Source: American Pharmacy News

Generic drugs are inexpensive when there is competition, but less so when conditions on the supply side of the generic-drug market hamper competition, which is exactly what’s happening in the wholesale drug industry, Devon Herrick, senior fellow at the National Center for Policy Analysis (NCPA), said.

Herrick is considered a preeminent expert on 21st century medicine, including the evolution of Internet-based medicine, consumer-driven health care and key changes in the global health market.

“The wholesale drug industry has gone through tremendous consolidation in the past few years,” Herrick told American Pharmacy News. “Estimates vary, but three companies control more than 85 percent of the wholesale drug market.

“When there are so few firms that control such a large percent of the market, competition suffers,” particularly regarding prices, Herrick said. “If the market were more competitive, it would be harder for wholesalers to pass price hikes on to drugstores -- and ultimately to consumers.”

Drug wholesalers also have been accused of manipulating industry price lists to boost profit margins for themselves and pharmacies, Herrick said.

Herrick said that what he’s seen recently is pharmacy lobbyists at the state level try to lobby legislators to pass regulations that insulate their members from price changes by regulating maximum allowable cost (MAC) lists, which are a tool insurance companies use to place an upper limit on plan reimbursements for a given drug.

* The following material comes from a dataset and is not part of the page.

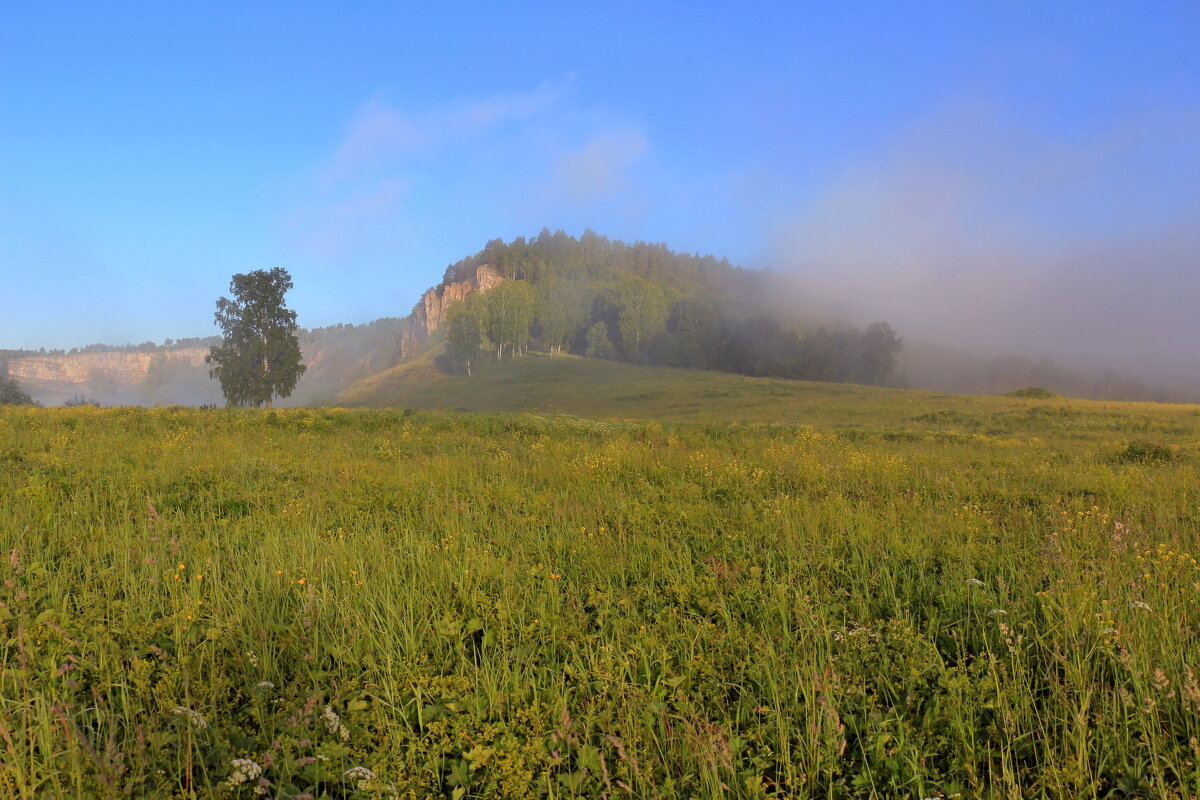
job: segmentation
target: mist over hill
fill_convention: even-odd
[[[449,339],[439,331],[456,318],[473,326],[476,338],[467,345],[454,330]],[[443,372],[466,372],[471,359],[506,362],[530,351],[965,394],[1036,385],[1096,399],[1200,398],[1192,387],[1110,369],[905,341],[882,320],[855,327],[835,308],[799,297],[791,277],[591,230],[579,237],[544,229],[530,239],[494,239],[451,264],[407,316],[300,329],[298,335],[308,370],[281,405],[336,402],[359,382],[427,354],[438,355]],[[218,341],[6,350],[0,351],[0,374],[48,405],[72,398],[105,405],[219,404],[219,387],[204,363]],[[427,373],[412,373],[420,374]]]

When there is no price limit, pharmacies have little reason to hold costs down because they can pass on the higher costs to drug-plan members.

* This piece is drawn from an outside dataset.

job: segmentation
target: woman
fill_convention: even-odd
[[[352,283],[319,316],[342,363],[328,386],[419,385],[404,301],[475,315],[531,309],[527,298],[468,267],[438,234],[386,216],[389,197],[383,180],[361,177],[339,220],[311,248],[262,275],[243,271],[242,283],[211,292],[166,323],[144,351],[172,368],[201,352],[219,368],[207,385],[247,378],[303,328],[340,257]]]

“Several states have passed or debated laws to regulate MAC lists -- in some cases requiring weekly updates or banning drugs from being on a MAC list unless the drug plans have verified there are two or three wholesale suppliers for that drug,” Herrick said. 

“Regulations that insulate one party from the pain of competition don't benefit consumers in the long run,” Herrick said. 

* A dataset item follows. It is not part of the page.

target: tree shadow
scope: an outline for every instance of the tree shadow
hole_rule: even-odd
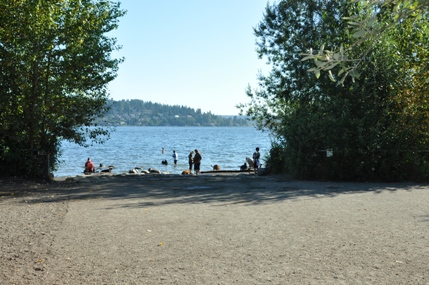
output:
[[[0,184],[2,185],[2,184]],[[37,186],[37,185],[36,185]],[[427,188],[415,183],[350,183],[295,181],[283,176],[241,175],[126,175],[94,176],[47,184],[20,184],[14,197],[25,203],[52,203],[109,199],[108,208],[154,207],[171,204],[213,203],[260,205],[285,200],[323,199],[340,194],[413,191]],[[1,192],[1,191],[0,191]],[[3,199],[9,199],[2,192]],[[1,193],[0,193],[1,194]],[[6,196],[6,198],[4,197]],[[129,200],[133,200],[130,203]]]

Unfortunately, “it's a little late for regulatory action” because the market already has consolidated; regulators should have scrutinized the mergers prior to the consolidation of the market, Herrick said.

But what regulators can do now is to be “vigilant to ensure there is no price fixing like occurred in years past,” Herrick said. 

Additionally, state and federal regulators can work to make sure there is no abuse of benchmarks used to price drugs, Herrick said.

For example, Herrick said it is a well known fact that the average wholesale price is not the average wholesale price. “Many purchasers now use average acquisition cost, but regulators -- and state Medicaid programs -- need to be careful that this, too, is not manipulated,” Herrick said.

In the end, the way competition works is painful, but necessary, Herrick said.

“By that, I mean to really have competition in the marketplace, manufacturers need to compete with other manufacturers, wholesalers need to compete with other wholesalers to hold prices down, and retail pharmacies need to hold wholesalers accountable and shop around for the lowest wholesale drug prices,” Herrick said.

In addition, consumers and pharmacy-benefit managers (PBMs) “need to also drive a hard bargain,” Herrick said.